Fig. 5: Experiment 2: Average travel time and travel distance of a test car using route recommendations from a UBEV-based routing system and involving multiple MUBEV tokens. Each data point corresponds to the average of 10 different realizations of the experiment, and a moving average with window size 2 was later used to smooth the resulting signals.
Fig. 6: Experiment 2: Average learning speed using multiple MUBEV tokens. Each data point corresponds to the average of 10 different realizations of the experiment.

In Figure 5, it can be observed that the number of participating tokens directly affects the convergence rate of the algorithm. As expected, the more tokens are involved, the faster the learning process. From Figure 6, we can notice the relationship between the number of participating MUBEV cars and the number of episodes are required to learn a new given traffic condition (either congestion or free traffic).

V-C Experiment 3: Comparative analysis

Finally, the third experiment was designed to compare the performance of our UBEV-based approach with respect to a reference solution: shortest path (SP) routing. It is worth mentioning that this reference solution is widely used by a variety of route recommenders, and so the proposed comparison is reasonable. Therefore, for this experiment, we use two test cars, one of which uses recommendations from our MUBEV recommender system in Experiment 2, and the other uses SP policy all the time, both for the OD pair {Origin 2, Destination 2}, and with congestion on road link Congestion 2 on a given interval.

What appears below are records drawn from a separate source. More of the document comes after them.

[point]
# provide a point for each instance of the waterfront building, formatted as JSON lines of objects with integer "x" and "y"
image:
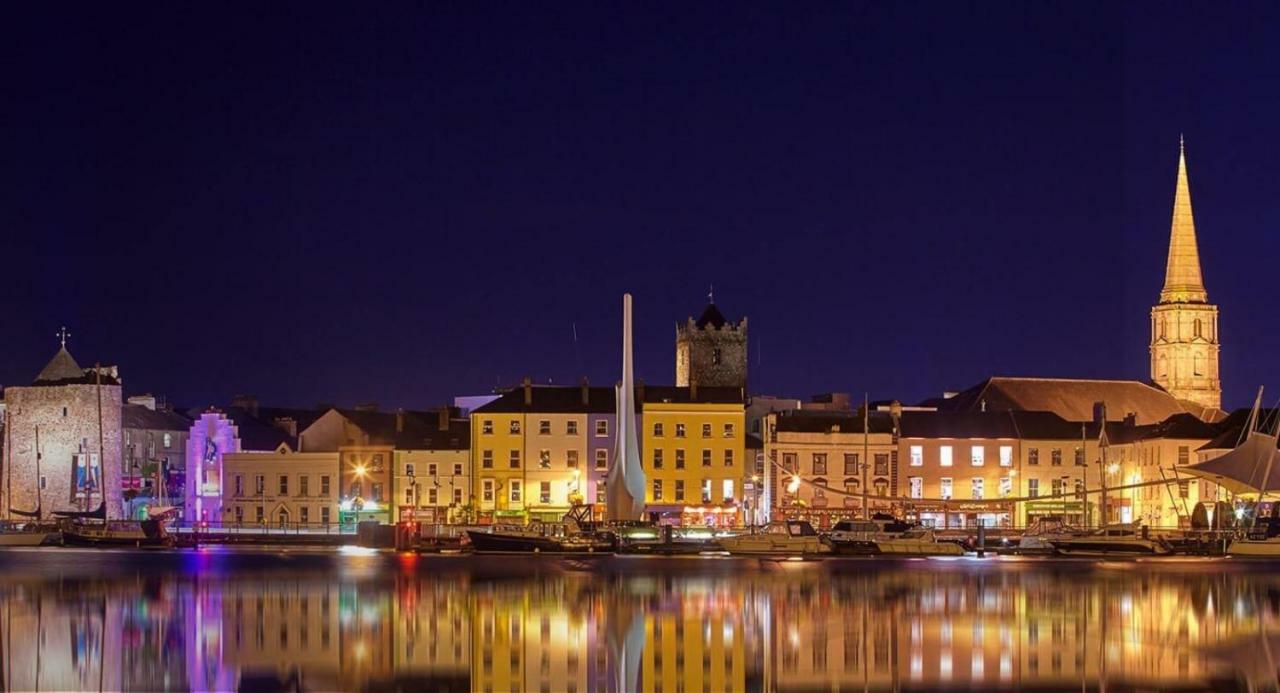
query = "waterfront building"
{"x": 1184, "y": 340}
{"x": 432, "y": 481}
{"x": 809, "y": 452}
{"x": 538, "y": 448}
{"x": 694, "y": 452}
{"x": 155, "y": 454}
{"x": 280, "y": 489}
{"x": 76, "y": 464}
{"x": 711, "y": 351}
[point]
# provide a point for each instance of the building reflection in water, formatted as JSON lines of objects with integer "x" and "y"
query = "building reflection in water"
{"x": 764, "y": 627}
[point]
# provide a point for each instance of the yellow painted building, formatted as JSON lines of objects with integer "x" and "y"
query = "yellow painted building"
{"x": 694, "y": 452}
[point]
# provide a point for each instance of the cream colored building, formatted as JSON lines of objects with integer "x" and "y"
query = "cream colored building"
{"x": 283, "y": 488}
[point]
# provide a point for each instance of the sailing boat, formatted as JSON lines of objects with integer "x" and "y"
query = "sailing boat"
{"x": 26, "y": 532}
{"x": 1239, "y": 472}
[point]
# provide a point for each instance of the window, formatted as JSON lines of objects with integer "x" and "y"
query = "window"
{"x": 850, "y": 464}
{"x": 819, "y": 463}
{"x": 882, "y": 464}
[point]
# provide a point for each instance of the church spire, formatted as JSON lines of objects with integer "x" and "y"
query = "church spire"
{"x": 1183, "y": 281}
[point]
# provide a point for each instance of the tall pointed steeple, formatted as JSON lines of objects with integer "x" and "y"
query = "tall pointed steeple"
{"x": 1183, "y": 279}
{"x": 1184, "y": 342}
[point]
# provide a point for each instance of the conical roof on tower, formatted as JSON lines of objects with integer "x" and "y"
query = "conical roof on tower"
{"x": 60, "y": 368}
{"x": 1183, "y": 279}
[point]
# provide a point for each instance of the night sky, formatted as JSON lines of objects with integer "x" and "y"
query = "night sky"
{"x": 359, "y": 203}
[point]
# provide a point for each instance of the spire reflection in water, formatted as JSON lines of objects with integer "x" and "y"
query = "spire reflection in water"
{"x": 327, "y": 621}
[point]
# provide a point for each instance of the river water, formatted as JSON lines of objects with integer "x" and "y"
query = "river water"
{"x": 337, "y": 620}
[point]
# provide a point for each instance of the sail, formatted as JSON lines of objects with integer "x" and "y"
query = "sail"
{"x": 1243, "y": 469}
{"x": 625, "y": 483}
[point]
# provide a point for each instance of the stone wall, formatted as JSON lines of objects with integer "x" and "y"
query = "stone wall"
{"x": 68, "y": 422}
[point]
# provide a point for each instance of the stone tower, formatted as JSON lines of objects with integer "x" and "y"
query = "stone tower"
{"x": 72, "y": 418}
{"x": 711, "y": 350}
{"x": 1184, "y": 324}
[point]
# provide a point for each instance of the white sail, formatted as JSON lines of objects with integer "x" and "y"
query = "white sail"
{"x": 625, "y": 483}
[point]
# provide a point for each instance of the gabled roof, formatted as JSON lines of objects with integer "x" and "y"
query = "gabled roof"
{"x": 1073, "y": 399}
{"x": 138, "y": 416}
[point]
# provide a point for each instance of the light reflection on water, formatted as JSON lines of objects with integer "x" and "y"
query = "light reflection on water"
{"x": 220, "y": 620}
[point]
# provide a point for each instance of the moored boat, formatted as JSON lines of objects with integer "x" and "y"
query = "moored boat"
{"x": 1119, "y": 539}
{"x": 781, "y": 538}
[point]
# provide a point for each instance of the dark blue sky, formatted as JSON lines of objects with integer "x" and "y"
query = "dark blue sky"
{"x": 402, "y": 204}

Results for this experiments are shown in Figure 7, in which we can observe that the performance of our UBEV-based approach is similar to SP routing under free-traffic conditions, but it clearly outperforms SP (in terms of total travel time) once traffic jam is introduced. It is also clear that a route different than the SP route implies longer travel distance (as seen in Figure 7 bottom), but this is ultimately negligible for an end user as long as the resulting travel time is shorter than the one using SP.

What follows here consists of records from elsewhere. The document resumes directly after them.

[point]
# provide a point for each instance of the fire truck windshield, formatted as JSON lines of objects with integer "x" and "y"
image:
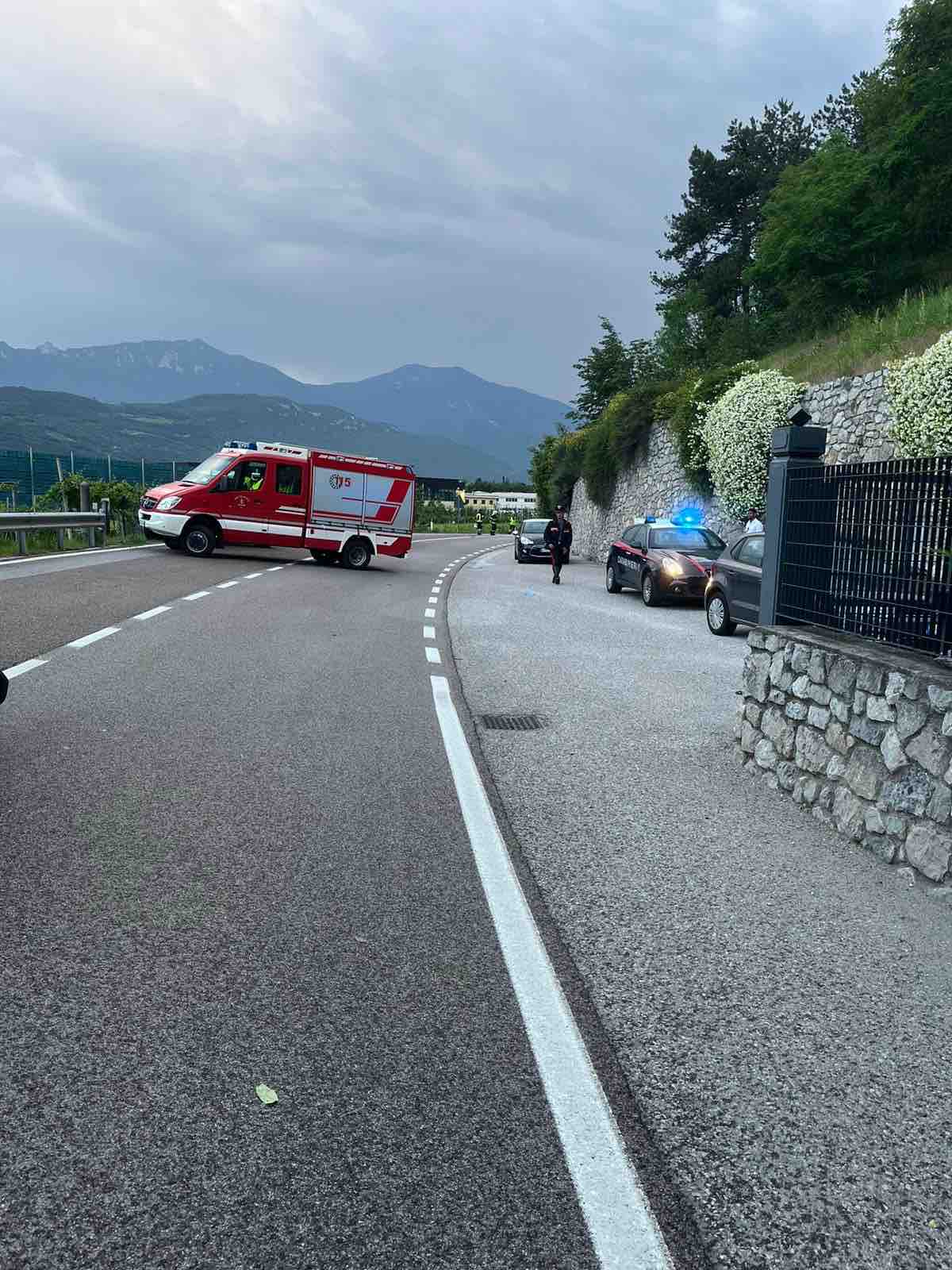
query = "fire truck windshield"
{"x": 209, "y": 470}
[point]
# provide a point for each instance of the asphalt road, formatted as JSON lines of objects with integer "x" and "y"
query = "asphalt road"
{"x": 778, "y": 1001}
{"x": 232, "y": 854}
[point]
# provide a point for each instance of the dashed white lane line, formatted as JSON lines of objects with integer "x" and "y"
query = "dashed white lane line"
{"x": 92, "y": 639}
{"x": 150, "y": 613}
{"x": 622, "y": 1227}
{"x": 13, "y": 671}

Fig. 7: Experiment 3: Performance of two test cars, one using recommendations from the UBEV-based routing system, and the other one always using shortest path policy. Each data point corresponds to the average of 10 different realisations of the experiment, and a moving average with window size 10 was later used to smooth the resulting signals.

Vi Conclusion and Outlook

We introduced a distributed ledger technology design for smart mobility applications. The objectives of the DLT are: (i) preserving the privacy of the individuals, including General Data Protection Regulation (GDPR) compliance; (ii) enabling individuals to retain ownership of their own data; (iiii) enabling consumers and regulatory agencies alike to confirm the origin, veracity, and legal ownership of data, products and services; and (iv) securing such data sets from misuse by malevolent actors. As a use case of the proposed DLT, we successfuly presented a blockchain-supported distributed RL algorithm to determine an unknown distribution of traffic patterns in a city.

Acknowledgements

This work was partially supported by SFI grant 16/IA/4610.